Cadum

Personal information
- Born: 4 October 1959 (age 65) São Paulo, Brazil
- Listed height: 6 ft 6.75 in (2.00 m)
- Listed weight: 203 lb (92 kg)
- Position: Point guard / shooting guard

Career highlights
- 2× South American Club champion (1985, 1986); 5× Brazilian champion (1982, 1985, 1986 (I), 1986 (II), 1987);

= Cadum =

Brazilian basketball player (born 1959)

Ricardo Cardoso Guimarães (born 4 October 1959), commonly known as Cadum, is a Brazilian former professional basketball player and coach.

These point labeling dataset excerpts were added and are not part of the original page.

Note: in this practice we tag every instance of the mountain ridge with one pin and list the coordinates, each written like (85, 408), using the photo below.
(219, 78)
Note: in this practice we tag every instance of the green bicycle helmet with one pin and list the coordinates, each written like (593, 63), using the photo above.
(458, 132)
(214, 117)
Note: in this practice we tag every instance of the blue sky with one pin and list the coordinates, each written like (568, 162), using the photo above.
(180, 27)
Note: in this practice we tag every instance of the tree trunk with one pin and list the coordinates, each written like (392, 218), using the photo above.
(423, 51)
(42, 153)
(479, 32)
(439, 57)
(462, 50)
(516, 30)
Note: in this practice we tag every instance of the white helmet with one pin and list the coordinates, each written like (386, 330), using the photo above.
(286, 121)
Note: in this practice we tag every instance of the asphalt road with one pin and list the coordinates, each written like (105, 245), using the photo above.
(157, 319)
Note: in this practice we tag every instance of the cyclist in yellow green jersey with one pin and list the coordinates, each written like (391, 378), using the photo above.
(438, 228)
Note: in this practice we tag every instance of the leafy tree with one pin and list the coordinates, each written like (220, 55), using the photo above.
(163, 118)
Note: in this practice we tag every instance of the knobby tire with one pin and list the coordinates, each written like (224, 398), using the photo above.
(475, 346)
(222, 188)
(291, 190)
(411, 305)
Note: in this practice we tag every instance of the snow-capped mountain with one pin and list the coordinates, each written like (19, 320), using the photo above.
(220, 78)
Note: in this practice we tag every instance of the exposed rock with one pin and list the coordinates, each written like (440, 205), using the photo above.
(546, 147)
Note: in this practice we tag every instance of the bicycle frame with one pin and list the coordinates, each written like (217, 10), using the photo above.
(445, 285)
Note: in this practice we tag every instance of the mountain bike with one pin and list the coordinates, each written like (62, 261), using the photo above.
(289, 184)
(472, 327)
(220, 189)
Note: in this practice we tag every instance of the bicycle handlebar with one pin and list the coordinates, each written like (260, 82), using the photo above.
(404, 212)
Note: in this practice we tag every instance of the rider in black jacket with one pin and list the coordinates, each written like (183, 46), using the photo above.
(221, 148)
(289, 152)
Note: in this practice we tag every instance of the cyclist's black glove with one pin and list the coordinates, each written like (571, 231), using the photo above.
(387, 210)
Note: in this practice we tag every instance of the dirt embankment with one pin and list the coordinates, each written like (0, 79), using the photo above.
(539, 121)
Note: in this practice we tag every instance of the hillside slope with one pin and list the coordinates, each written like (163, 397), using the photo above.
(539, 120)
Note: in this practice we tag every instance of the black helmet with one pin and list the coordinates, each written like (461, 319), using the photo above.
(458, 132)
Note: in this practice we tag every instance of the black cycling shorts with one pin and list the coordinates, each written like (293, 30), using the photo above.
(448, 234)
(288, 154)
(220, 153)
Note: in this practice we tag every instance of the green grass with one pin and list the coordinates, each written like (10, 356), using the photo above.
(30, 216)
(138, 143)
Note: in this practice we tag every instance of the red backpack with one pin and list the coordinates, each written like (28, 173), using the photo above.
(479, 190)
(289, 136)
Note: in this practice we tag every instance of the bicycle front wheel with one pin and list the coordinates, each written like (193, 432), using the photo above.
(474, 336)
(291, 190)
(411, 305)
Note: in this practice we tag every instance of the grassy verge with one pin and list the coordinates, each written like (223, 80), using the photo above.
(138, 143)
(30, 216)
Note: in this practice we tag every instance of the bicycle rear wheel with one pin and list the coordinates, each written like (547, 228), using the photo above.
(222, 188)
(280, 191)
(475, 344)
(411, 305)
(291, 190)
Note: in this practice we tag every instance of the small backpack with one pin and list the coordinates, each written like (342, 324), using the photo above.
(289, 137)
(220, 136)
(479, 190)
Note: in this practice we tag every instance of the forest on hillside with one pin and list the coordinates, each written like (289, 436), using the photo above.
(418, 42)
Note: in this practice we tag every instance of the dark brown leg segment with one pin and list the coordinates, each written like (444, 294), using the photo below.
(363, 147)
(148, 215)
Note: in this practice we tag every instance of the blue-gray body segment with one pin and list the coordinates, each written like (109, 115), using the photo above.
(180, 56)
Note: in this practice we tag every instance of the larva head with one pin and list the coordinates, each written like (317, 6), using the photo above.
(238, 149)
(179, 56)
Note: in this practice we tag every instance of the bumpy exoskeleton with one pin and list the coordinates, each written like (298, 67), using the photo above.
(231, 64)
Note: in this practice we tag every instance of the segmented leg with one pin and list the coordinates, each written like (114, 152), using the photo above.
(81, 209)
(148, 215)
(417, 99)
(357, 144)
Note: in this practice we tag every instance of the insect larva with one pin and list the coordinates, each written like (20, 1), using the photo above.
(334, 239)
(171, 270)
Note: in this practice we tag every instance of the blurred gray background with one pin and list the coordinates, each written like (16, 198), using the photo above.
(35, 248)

==Professional playing career==
During his pro club career, Cadum won 5 Brazilian Championships, in the seasons 1982, 1985, 1986 (I), 1986 (II), 1987. He won all of the Brazilian championships as a member of C.A. Monte Líbano.

==National team playing career==
With the senior Brazilian national basketball team, Cadum competed at the following major world tournaments: the 1980 Summer Olympics, the 1982 FIBA World Cup, the 1984 Summer Olympics, the 1988 Summer Olympics, the 1990 FIBA World Cup, and the 1992 Summer Olympics.

==Coaching career==
After his basketball playing career ended, Cadum began a career working as a basketball coach.